Middle age? Middle of what? If this is the middle, what does the end look like? And weren’t THE Middle Ages when women were burned at the stake, people were bludgeoned in town squares to the cackling of crowds and humans filled coliseums to watch people mutilate each other to the roar of mobs? I’m not sure middle age is a reassuring term on any level.

And no thanks to Webster’s, middle age is defined as starting at about 45 and lasting some 20 years until you hit 64, at which point, I guess, you can officially identify yourself as an old geezer, and be left alone to rot and decay. So I’m in what could be called the “earlier middle ages” although there’s no telling where I land in the perimenopausal staging which seems to have stretched from my 30s into my 40s. Seriously.

Then there’s the glorious acronym of GERD, otherwise known as acid reflux, or more clearly defined as what feels like a glob of peanut butter stuck in the throat, or better yet a fur ball.

Maybe I could ignore it better if I was getting sleep but these days (or nights), I’m mostly awake. Wide awake. But not the kind of awake that kindles productivity, as if you’ve had a few shots of espresso and you’re on a streak to success. It’s a maddening kind of awake, a zombie-like stupor of being conscious but not awake enough to be able to do much of anything except freak out as the night drags on that you aren’t getting any sleep and probably never will for the rest of your life.

Menopause, perimenopause, middle age, whatever you want to call it, it’s not something easily discussed, so better just to sweep it under the obligatory rug. Me, for one, I just want to pretend this isn’t really happening.

Can’t we just forego this entire transformation and get on with it? Can’t we skip the sleepless nights, sore boobs and the erratic menstrual periods which have become more like total Armageddon, an all-out war between mind and body?

As it is, one day I overhear my teenager say to my husband: “I think my mom is going through the change.”

My unspoken response, “No shit, Sherlock.”

My second thought, “How enlightening. It takes one to know one.”

Together, the two of us are shedding one stage for another. Whether you are on the front end (pubes and boobs) or the back end (The Pause), some days it feels a bit like larva turning to goo inside its cocoon before becoming, hopefully, a butterfly. Or maybe the most I can hope for is to emerge as some insect that has all its crawlers intact and still can manage to suck and siphon the last few drops of nectar out of this fading flower.

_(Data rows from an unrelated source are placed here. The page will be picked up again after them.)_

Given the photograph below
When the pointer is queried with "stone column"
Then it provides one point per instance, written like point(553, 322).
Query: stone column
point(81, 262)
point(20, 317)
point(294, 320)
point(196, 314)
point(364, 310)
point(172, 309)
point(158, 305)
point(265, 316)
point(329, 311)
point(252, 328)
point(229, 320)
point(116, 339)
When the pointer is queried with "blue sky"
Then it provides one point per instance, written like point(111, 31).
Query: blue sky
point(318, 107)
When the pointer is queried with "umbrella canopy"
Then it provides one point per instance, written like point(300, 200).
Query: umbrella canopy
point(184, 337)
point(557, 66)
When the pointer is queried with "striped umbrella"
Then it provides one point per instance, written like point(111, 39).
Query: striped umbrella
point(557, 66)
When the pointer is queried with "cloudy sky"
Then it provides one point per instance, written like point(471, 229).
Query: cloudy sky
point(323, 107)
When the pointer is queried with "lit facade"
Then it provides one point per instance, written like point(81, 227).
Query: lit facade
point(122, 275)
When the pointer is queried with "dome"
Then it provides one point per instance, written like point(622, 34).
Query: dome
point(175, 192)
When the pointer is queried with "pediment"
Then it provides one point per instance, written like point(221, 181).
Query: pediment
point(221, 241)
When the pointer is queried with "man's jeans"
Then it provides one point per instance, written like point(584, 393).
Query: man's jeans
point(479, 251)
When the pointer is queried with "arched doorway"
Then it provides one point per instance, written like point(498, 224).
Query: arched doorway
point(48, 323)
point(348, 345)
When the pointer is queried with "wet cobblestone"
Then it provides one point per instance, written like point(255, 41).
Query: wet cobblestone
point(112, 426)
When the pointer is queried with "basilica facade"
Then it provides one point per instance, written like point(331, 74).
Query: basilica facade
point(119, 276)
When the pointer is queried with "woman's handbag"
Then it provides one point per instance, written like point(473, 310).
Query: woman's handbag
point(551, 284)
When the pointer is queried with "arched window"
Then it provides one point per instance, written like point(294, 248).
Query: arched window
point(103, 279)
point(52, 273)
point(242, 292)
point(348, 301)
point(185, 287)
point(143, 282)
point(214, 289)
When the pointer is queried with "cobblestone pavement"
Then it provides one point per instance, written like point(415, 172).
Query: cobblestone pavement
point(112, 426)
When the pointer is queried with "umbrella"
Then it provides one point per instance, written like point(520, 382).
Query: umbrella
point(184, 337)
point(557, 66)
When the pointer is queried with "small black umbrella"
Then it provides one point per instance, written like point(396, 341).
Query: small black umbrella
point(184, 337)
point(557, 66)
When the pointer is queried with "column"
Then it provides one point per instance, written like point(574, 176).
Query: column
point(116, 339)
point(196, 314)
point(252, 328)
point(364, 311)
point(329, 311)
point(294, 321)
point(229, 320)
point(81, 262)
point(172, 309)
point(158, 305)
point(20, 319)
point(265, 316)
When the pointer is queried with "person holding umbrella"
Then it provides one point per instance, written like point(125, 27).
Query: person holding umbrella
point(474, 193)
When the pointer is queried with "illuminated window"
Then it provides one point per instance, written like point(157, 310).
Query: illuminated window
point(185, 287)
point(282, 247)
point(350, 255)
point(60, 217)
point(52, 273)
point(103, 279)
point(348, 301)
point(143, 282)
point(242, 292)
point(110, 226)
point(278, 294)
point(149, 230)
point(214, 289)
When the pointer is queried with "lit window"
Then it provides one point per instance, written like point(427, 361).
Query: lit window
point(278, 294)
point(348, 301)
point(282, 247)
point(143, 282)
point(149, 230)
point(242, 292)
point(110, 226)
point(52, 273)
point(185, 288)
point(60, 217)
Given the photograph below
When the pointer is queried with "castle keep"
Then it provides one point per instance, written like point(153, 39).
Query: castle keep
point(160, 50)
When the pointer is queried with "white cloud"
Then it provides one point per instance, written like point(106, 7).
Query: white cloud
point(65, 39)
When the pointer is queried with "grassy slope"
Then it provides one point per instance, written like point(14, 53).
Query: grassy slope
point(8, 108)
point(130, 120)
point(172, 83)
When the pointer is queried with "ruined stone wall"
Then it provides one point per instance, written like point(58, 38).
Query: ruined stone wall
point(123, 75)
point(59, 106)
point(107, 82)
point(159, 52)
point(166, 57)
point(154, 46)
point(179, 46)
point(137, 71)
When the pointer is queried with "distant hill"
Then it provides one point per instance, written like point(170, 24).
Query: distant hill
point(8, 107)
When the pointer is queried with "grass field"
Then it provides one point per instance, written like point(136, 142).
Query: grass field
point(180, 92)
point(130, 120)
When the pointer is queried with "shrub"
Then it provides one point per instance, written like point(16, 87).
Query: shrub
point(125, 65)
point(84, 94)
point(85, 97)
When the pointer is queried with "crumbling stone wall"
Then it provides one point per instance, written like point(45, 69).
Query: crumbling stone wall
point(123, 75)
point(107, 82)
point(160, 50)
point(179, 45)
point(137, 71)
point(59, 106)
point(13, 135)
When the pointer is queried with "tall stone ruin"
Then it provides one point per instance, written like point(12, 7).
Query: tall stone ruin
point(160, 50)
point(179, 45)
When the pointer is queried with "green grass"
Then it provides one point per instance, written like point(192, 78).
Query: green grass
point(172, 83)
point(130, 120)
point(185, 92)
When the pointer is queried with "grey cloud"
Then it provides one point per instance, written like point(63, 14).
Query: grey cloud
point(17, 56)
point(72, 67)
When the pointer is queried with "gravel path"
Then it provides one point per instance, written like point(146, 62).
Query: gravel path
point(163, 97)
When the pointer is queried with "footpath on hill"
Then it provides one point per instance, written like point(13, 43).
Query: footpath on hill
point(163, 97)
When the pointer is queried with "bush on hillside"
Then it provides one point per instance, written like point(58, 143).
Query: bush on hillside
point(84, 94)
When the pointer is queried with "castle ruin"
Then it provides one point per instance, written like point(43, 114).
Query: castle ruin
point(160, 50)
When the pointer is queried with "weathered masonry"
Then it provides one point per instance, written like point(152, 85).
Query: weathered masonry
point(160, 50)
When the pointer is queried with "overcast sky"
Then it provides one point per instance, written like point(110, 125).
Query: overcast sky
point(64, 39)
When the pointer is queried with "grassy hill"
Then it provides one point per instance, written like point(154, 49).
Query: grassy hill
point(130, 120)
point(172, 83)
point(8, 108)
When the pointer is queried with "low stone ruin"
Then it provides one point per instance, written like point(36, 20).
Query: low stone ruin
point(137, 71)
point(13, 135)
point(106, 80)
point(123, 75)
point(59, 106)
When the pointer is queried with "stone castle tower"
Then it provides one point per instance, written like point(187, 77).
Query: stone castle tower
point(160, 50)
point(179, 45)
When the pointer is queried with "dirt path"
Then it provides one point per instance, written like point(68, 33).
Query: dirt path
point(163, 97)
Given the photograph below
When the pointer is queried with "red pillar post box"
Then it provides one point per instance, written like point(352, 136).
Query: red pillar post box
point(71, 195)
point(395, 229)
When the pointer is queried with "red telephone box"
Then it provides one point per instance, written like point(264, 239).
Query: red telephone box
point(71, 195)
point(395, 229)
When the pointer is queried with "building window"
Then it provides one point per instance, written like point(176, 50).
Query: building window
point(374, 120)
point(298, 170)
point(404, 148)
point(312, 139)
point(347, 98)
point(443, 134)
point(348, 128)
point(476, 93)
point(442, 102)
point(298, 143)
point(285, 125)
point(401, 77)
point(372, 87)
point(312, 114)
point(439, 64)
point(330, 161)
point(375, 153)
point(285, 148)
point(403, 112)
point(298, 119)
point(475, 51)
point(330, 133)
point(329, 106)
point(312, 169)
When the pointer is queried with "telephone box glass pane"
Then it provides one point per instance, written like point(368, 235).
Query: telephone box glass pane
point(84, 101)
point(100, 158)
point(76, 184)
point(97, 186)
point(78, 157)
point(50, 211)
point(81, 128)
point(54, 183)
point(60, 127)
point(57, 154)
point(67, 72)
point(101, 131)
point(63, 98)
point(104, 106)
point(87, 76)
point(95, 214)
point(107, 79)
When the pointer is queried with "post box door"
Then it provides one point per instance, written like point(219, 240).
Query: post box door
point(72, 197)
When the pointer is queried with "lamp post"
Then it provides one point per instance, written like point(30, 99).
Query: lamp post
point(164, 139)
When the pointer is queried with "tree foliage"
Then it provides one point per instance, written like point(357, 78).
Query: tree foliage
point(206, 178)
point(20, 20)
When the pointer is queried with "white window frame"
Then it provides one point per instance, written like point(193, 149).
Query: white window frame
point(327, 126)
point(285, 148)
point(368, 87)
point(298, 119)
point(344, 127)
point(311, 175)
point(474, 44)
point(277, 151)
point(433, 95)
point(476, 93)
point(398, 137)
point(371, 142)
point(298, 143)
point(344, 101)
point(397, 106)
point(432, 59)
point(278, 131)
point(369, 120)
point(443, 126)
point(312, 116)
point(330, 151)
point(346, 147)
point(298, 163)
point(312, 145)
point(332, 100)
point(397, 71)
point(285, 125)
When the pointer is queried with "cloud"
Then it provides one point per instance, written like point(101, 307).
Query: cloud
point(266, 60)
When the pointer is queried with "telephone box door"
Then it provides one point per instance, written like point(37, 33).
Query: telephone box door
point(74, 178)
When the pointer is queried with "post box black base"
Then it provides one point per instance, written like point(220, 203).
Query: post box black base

That, or maybe I’ll skip the foreboding, embrace the process and try my damnedest to enjoy the middle of nowhere.

Author

Nancy, a corporate public relations professional by day, navigates motherhood, some days better than others, under the aging 1930s roof of a teenager, a husband 14 years her senior, two hound dogs and her own midlife perimenopausal madness.

2 Comments

  1. Insightful read! It’s great that men now have access to stuff like this now, it’ll make supporting their wives through this stage a lot easier.

  2. Nancy,
    We have so much in common… The teen(s), that we are bloggers, a live of hound dogs, the 1930’s roof! Oh, and menopause too. It’s the pits I think but am only about 6 months in (of actually admitting to it) and some days, OK, nights too.. It seems OK. I mostly feel mortal all of a sudden. I enjoyed this blog very much and have read many others on this same subject that I didn’t. So, bravo girl!